I toni sono stati pacati. Non ci sono state asprezze polemiche.Tra il presidente di Confindustria Bonomi e il premier Conte si è veramente cercato di trovare una strada che possa consentire di costruire un progetto credibile e affidabile per affrontare insieme la sfida per trasformare l’Italia in un paese moderno, al passo con gli altri paesi occidentali.
L’annuale assemblea di Confindustria, quest’anno spostata in avanti rispetto al tradizionale appuntamento di maggio a causa del Covid, ha visto un tentativo di dialogo con il Governo per gestire con la partecipazione attiva delle forze sociali, un progetto in grado di utilizzare i fondi che l’Europa ci ha messo a disposizione per avviare un vero percorso di sviluppo capace di durare nel tempo.
Il presidente Conte in qualche passaggio del suo intervento, è parso addirittura scavalcare il presidente degli industriali, affermando di essere ben consapevole che gli investimenti, da soli, non possono assicurare quella svolta di cui il paese ha bisogno. Essi devono essere affiancati da una revisione della normativa generale in modo da rendere l’ambiente giuridico più favorevole alle imprese, da una riforma della giustizia non solo civile, ma anche penale, da un cambiamento profondo della Pubblica Amministrazione.
Certo il premier Conte ha ormai sviluppato una abilità trasformistica che gli consente di adattarsi perfettamente all’ambiente circostante, evitando le asperità e i punti di divergenza, per aderire, quasi con le stesse parole, al patto per la ricostruzione proposto dal presidente della Confindustria. Infatti nel suo discorso Bonomi ha più volte affermato che senza il ripristino di una piena fiducia tra cittadini e associazioni intermedie e il Governo e la Pubblica Amministrazione, non si mobiliteranno le energie di tutti, e non sarà possibile remare verso obiettivi condivisi e basati su una visione chiara del tipo di società che vogliamo diventare.
Ovviamente permangono differenze di accenti sia sull’analisi del passato, specie di quanto fatto dal Conte Uno, sia su alcune misure adottate recentemente o su atteggiamenti attuali rispetto a partite di grande rilievo. In particolare Bonomi ha avuto accenti critici sulla voglia di nazionalizzazioni che serpeggia in molti esponenti del Governo, sull’eccesso di sussidi che sono stati elargiti nei mesi passati, sulla politica per il Sud dove si è scelto un costoso taglio generale degli oneri sociali (incentivi che non hanno mai avuto effetto), invece di puntare tutto su infrastrutture e legalità, compresa quella che riguarda il rapporto con la PA.
Naturalmente Bonomi ha detto chiaro e tondo che rinunciare ai soldi del MES sarebbe un delitto.
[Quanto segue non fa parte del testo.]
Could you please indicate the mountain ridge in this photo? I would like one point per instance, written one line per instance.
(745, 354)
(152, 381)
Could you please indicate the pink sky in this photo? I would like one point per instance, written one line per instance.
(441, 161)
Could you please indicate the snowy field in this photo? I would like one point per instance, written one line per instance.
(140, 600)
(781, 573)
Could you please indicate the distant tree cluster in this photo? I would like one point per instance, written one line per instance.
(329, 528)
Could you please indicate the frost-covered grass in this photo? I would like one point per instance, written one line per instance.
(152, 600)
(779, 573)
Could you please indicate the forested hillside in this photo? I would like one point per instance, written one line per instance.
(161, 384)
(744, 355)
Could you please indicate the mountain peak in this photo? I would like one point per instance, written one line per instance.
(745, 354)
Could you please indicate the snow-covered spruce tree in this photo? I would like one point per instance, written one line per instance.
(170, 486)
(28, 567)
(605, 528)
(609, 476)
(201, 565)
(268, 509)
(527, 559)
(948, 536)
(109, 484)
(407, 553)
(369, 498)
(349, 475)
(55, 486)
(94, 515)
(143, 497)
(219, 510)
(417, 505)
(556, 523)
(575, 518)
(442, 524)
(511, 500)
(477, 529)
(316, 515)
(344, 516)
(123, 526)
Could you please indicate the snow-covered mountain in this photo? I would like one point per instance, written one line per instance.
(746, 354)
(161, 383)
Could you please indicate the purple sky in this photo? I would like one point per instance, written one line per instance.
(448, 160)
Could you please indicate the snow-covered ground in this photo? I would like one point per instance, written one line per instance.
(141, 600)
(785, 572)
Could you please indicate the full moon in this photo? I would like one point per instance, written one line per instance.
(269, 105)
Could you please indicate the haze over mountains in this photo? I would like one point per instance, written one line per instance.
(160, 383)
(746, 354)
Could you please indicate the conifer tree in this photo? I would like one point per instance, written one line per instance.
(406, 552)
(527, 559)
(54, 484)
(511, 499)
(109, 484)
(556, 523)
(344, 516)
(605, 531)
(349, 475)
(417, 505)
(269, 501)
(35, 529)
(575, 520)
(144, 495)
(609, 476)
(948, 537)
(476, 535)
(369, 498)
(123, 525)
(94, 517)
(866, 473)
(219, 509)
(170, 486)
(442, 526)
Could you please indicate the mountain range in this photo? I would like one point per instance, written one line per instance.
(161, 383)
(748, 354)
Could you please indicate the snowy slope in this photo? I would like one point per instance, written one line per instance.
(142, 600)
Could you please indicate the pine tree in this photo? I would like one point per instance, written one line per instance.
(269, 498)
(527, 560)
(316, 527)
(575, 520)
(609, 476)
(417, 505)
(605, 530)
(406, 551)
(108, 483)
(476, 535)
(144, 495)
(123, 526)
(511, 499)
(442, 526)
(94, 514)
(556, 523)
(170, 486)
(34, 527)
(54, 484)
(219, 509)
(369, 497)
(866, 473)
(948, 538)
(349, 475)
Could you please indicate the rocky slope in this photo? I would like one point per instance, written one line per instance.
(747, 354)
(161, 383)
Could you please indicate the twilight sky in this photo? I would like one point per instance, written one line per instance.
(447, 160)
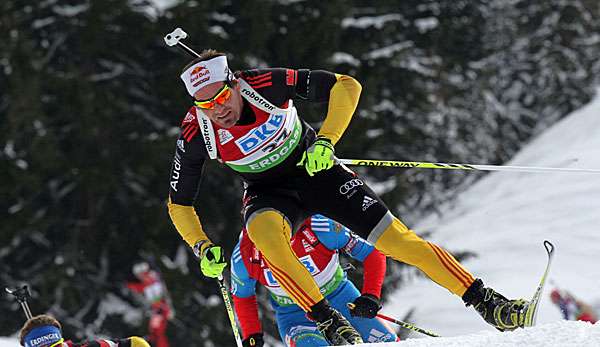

Sulle questioni delle relazioni industriali, Bonomi ha criticato il blocco dei licenziamenti e soprattutto ha rivendicato con forza la responsabilità diretta delle parti sociali in questa materia, tanto che si è pronunciato contro la fissazione di un salario minimo per legge e ha polemizzato aspramente con una parte del sindacato (la CGIL, anche senza nominarla) che preferisce fare polemiche invece che trovare soluzioni concrete e capaci di contribuire allo sforzo complessivo che l’intero paese deve compiere per recuperare la produttività perduta. Ci si accusa – ha detto Bonomi- di non voler fare i contratti, quando proprio due giorni fa abbiamo chiuso il contratto della sanità privata che non era stato rinnovato da 14 anni. La verità, sostiene Bonomi, è che c’è qualcuno che non vuol fare i contratti secondo le regole che due anni fa sono state stabilite in un accordo quadro tra le parti. E certamente, finché c’è un ministro del Lavoro che appoggia totalmente le tesi della CGIL tornata estremista, Landini troverà più conveniente ottenere dal Governo quello che non potrebbe ottenere dagli industriali.
È un bene che si siano accantonate le contrapposizioni più accese. Sotto sotto, tuttavia, si colgono delle distanze anche forti sulla modalità di approccio alle scelte per la ripartenza dell’Italia. Ma è importante che si facciamo dei tentativi per capirsi. E, almeno a parole, Conte sembra essere consapevole dei mali dell’Italia. Infatti ha anche affermato che per gestire i progetti del Recovery Fund serviranno norme ad hoc, cioè un ufficio responsabile del progetti e dei tempi di attuazione. Insomma si stanno facendo piccoli passi nella giusta direzione. Ma le cose da fare sono davvero molte. E per farle c’è poco tempo e quindi ci vorrà grande coesione e grande determinazione.